Social media giants 'cannot be passive hosts' amid rising violence levels

Social media companies have been warned they must no longer be "passive hosts" in the fight to tackle surging levels of violence.

Ministers told platforms that the status quo "cannot continue" as they unveiled a blueprint for making Britain's streets safe following a spate of killings.

But the 114-page report does not include analysis of any impact from the reduction in police officer numbers.

The omission risks further intensifying the mounting political row over forces' staffing levels.

A Home Office report laying out the new strategy says social media has a "substantial role" in facilitating gang activity.

Threats of violence, gang recruitment and drug dealing are glamorised in the "seemingly secluded" space, according to the paper.

It says work with social media firms is ongoing to ensure "voluntary measures" are taken to raise levels of online safety.

"We are clear that internet companies must go further and faster to tackle illegal content online," the document says.

It raises the prospect of introducing more preventative measures within online video services.

One option could be the promotion of "trusted flaggers" within community groups to allow platforms such as YouTube to receive flags of harmful content and speed up the process of assessing material for potential removal.

Although the vast majority of social media usage "has nothing to do with serious violence", the growth in smartphone ownership has created "an almost unlimited opportunity for rivals to antagonise each other".

The report adds: "This may have led to cycles of tit-for-tat violence."

There is strong evidence that rival groups are using social media to promote gang culture, taunt each other and incite violence, according to the study.

Some gang members have thousands of followers, it says, flagging up the risk that comments and videos that rack up large numbers of views can "glamorise" weapons and gang life.

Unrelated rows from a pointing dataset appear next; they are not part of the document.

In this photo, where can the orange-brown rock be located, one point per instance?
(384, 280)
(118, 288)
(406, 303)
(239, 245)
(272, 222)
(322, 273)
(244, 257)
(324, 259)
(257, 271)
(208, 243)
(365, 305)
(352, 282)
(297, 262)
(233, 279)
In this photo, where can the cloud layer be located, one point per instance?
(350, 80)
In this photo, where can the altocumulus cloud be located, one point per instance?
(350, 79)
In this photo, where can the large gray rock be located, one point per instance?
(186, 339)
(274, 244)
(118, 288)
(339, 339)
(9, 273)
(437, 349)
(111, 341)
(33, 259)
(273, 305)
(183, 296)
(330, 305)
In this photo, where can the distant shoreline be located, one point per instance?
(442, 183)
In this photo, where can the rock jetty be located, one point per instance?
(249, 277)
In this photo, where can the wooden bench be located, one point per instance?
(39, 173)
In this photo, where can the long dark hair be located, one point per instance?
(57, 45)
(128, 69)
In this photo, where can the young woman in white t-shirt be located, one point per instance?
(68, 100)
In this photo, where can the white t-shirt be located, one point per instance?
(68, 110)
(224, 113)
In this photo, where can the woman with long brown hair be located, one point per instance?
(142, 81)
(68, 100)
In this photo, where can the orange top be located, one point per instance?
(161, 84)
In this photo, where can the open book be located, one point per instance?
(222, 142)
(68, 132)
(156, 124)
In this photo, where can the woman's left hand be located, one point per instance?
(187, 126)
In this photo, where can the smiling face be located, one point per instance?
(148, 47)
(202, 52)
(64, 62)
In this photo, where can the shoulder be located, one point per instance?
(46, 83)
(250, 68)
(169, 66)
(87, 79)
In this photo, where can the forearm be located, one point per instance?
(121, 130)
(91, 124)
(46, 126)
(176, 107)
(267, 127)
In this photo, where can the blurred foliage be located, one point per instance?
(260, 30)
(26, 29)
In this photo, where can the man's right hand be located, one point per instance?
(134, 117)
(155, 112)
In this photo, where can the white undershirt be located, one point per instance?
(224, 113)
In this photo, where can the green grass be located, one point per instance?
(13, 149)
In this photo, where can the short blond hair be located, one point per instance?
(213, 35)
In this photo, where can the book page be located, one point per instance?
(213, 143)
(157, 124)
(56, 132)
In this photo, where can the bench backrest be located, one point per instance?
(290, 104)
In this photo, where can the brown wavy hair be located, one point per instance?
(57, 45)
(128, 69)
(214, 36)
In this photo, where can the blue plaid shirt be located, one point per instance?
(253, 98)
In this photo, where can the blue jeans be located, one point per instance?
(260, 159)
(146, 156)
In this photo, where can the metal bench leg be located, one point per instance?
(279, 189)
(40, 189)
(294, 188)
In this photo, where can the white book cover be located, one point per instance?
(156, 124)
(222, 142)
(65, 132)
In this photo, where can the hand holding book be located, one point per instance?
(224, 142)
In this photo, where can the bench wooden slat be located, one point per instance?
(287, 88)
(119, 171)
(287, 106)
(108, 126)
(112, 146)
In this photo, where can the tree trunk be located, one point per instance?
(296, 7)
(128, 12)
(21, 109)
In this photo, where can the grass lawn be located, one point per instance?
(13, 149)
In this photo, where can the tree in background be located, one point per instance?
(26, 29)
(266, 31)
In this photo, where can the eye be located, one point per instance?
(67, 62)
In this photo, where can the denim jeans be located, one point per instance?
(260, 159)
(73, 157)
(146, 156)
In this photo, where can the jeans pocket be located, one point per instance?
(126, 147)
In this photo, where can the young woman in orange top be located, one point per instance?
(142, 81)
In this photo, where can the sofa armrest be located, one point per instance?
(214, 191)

Concerns have been raised that content posted on social media is driving feuds that rapidly spill out into violence on the streets.

Met Police Commissioner Cressida Dick has warned that trivial disputes online can escalate "within minutes".

The document noted that while overall offending continues to fall, homicide, knife and gun crime have increased since 2014 across virtually all police force areas.

Robbery has also risen sharply since 2016.

The increases have been accompanied by a shift towards younger victims and perpetrators, the dossier says.

Arguing that tackling serious violence is "not a law enforcement issue alone", it stresses the need for early intervention and prevention to stop people being drawn into crime.

Researchers identified "strong evidence" that illicit drug markets can drive sudden shifts in violence, pointing to rising levels of crack cocaine use, the emergence of substances previously known as legal highs and indications of an increase in recreational drug use among 11-to-15-year-olds.

The analysis concluded that there is no evidence that falls in stop and search are driving the spike in violence, but acknowledged the tactics can be an "important tool".

In other findings the review detailed how:

- A substantial proportion of serious violence is linked in some way to alcohol

- The long-term trend in serious violence in England and Wales has been similar to that in other developed nations, suggesting a possibility of a "global component" to the pattern

- A small minority of people commit the majority of crimes

The strategy highlighted four themes: tackling the "county lines" drug distribution model used by urban gangs to spread their lucrative operations into rural and suburban areas; early intervention; support for communities; and an effective law enforcement and criminal justice response.